Gestion des couverts et fertilité du sol
L'expérimentation porte sur la gestion de la biomasse et l'impact sur les rendements :
- Diversité des mélanges : Bien que certains utilisent 15 à 20 espèces, Andrea Fasolo estime que des mélanges de 3 à 8 espèces permettent d'obtenir les meilleurs résultats, évitant ainsi le gaspillage de semences et la concurrence excessive.
- Indicateurs de santé : Il utilise l'indice QBS (Qualité Biologique du Sol) pour évaluer la diversité des micro-organismes du sol.
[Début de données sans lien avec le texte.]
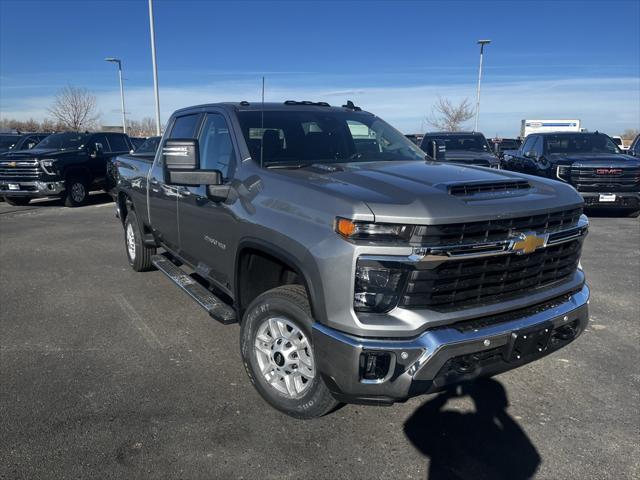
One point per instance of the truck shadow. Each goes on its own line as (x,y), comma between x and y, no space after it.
(485,444)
- Fertilisation : Les essais comparent trois stratégies : minérale classique, fertilisation avec soufre, et substitution partielle par des bactéries fixatrices d'azote. Les résultats montrent une amélioration de la teneur en protéines et du rendement avec une gestion optimisée des couverts.
Culture du soja et du maïs
- Soja : Il réalise des semis directs de soja dans les couverts, avec un objectif de rendement autour de 35 quintaux/hectare. Il insiste sur la nécessité de gérer les mauvaises herbes (graminées d'été) lors des intercultures pour ne pas compromettre la culture principale.
- Gestion de l'humidité : Andrea Fasolo souligne que le sol couvert, bien que souvent plus frais, maintient une meilleure structure et une meilleure disponibilité en eau pour les cultures de printemps comme le maïs.
- Stratégie de désherbage : L'utilisation du glyphosate en post-semis est pratiquée pour nettoyer les parcelles des graminées agressives (comme le sorgho d'Alep), tout en intégrant des rotations longues.
Conclusion et perspectives
L'expérimentation d'Andrea Fasolo démontre que le semis direct, lorsqu'il est couplé à une gestion fine des couverts végétaux et des apports organiques (compost), permet d'améliorer significativement la structure et la vie biologique du sol. L'enjeu futur reste la maîtrise des coûts de mécanisation et la gestion précise de la compétition hydrique entre les couverts et les cultures de rente. Le chercheur continue de collecter des données à long terme pour valider la pérennité de ces systèmes face aux aléas climatiques croissants.